'WCape numeracy a concern'
Cape Town - Western Cape primary school students are not achieving the required numeracy skills before being promoted to the next grade, the province's education MEC Donald Grant said on Tuesday.
"Currently, too many of our learners are being pushed through the system, despite being unable to master literacy and numeracy at the appropriate grade," said Grant in a statement issued after a briefing in central Cape Town.
"Unable to cope at higher levels, many of these learners either drop out of school or fail to pass Grade 12."
Grant said the province needed to ensure that from the beginning of their school career, students mastered reading, writing and numeracy.

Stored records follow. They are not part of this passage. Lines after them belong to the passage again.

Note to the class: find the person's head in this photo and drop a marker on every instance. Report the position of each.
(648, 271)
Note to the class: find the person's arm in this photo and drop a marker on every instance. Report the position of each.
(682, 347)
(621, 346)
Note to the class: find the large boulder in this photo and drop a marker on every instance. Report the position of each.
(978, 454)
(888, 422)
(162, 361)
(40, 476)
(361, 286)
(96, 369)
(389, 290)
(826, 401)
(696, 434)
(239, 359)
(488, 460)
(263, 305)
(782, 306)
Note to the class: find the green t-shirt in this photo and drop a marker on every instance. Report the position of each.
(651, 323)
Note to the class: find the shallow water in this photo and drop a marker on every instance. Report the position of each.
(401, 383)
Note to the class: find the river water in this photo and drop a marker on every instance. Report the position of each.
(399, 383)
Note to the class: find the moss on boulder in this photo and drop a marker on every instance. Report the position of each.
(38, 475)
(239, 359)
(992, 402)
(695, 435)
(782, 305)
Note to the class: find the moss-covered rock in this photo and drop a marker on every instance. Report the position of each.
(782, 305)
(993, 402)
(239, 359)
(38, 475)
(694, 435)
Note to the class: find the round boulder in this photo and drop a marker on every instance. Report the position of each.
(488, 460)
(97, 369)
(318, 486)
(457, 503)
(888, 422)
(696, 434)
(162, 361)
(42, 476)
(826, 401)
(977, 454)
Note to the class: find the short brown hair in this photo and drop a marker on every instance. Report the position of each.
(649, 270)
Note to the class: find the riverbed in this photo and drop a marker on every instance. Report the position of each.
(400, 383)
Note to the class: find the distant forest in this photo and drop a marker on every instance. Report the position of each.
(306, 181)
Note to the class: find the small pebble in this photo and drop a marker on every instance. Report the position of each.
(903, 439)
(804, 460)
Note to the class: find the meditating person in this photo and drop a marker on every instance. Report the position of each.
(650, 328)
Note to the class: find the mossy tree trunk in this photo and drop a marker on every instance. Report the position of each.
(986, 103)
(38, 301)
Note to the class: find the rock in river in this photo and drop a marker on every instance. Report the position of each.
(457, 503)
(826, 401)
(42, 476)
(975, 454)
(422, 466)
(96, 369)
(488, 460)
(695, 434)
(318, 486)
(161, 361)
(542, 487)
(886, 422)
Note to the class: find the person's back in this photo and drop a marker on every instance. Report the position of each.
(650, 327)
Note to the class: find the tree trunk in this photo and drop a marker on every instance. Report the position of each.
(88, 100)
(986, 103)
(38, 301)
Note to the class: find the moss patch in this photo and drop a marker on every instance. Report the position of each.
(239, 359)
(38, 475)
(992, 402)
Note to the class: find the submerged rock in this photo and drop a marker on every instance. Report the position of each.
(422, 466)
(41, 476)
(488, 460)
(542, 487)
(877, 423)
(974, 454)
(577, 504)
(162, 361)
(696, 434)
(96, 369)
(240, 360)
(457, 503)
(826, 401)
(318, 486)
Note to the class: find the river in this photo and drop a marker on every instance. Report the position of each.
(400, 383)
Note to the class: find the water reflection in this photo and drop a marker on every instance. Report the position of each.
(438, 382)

Grant said since 2002 the province's education department had conducted research into literacy and numeracy performance.
He said by 2008, the pass rate for literacy in Grade 3 had increased by 17.8% since 2002.

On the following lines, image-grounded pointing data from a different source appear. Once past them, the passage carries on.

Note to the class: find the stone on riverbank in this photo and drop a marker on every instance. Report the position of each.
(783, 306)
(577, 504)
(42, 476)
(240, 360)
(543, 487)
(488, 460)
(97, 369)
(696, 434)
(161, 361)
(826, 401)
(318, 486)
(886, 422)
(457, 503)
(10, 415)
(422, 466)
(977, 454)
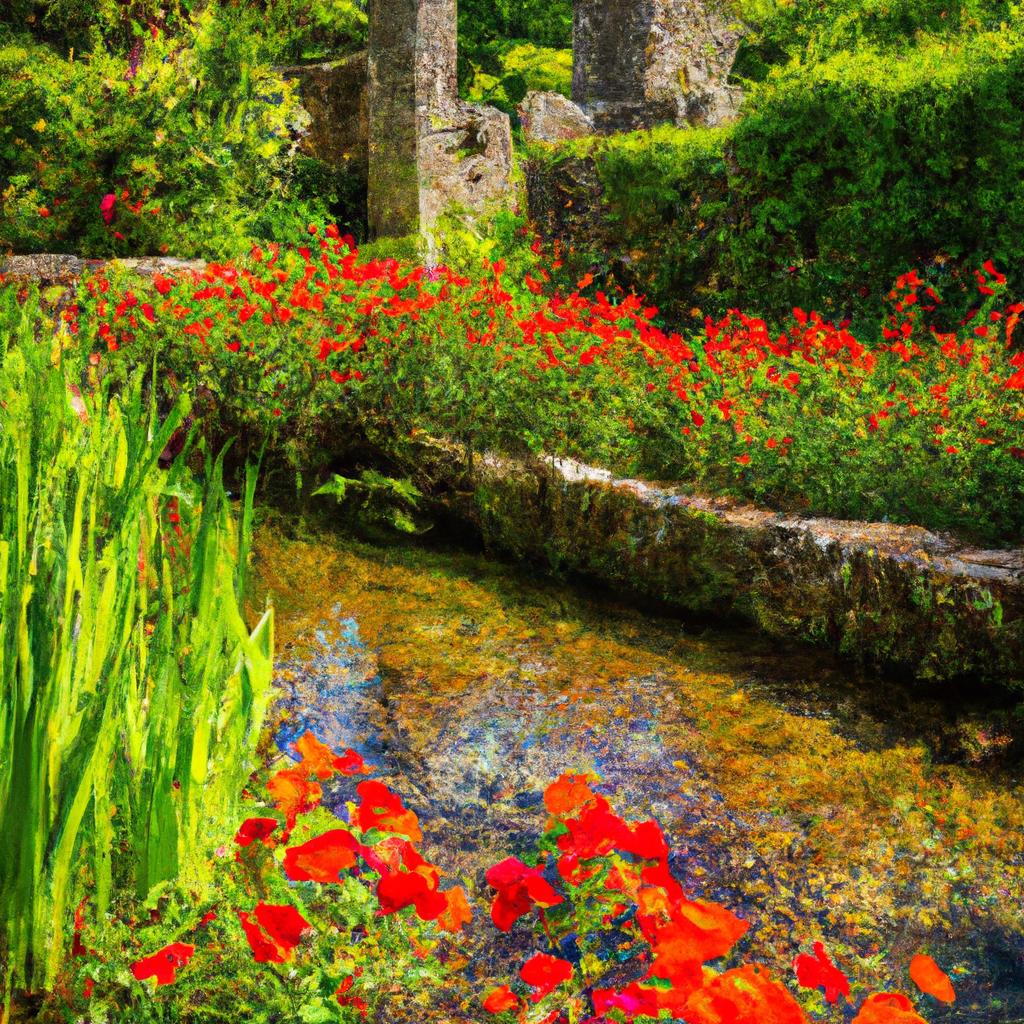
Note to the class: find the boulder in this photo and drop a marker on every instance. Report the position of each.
(637, 65)
(549, 117)
(335, 96)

Since 2003, the percentage of Grade 6 pupils achieving more than 50% for literacy across the Western Cape had increased by 9.8%.
Numeracy the main concern
"However, of major concern are the numeracy results."
Grant said numeracy levels had decreased in Grade 3 and Grade 6 since 2002.
"Only 35% of Grade 3 learners achieved more than 50% for numeracy in 2008, with a provincial average of 39.5%.
"Even fewer Grade 6 students were passing numeracy tests."
Grant said this meant that more than half of Grade 6 students could not even cope with Grade 3, 4 or 5 levels for numeracy.
"Despite this, 95.2% of Grade 6 learners in the Western Cape were promoted to Grade 7 in 2007, according to national progression norms."
He said therefore it was no surprise that schools in the province were experiencing high drop-out rates.
"Of the 97 864 learners who enrolled in public schools in the Western Cape in 1997, only 43 470 learners made it to Grade 12.
"Of those learners only 33% qualified for a matriculation endorsement."
Grant said the department had already started a re-training programme for all teachers who taught mathematics in primary schools.
"We intend to make this programme compulsory, making the necessary budget adjustments where required."
He also said the department was exploring the option of implementing a lesson-by-lesson plan for primary school mathematics.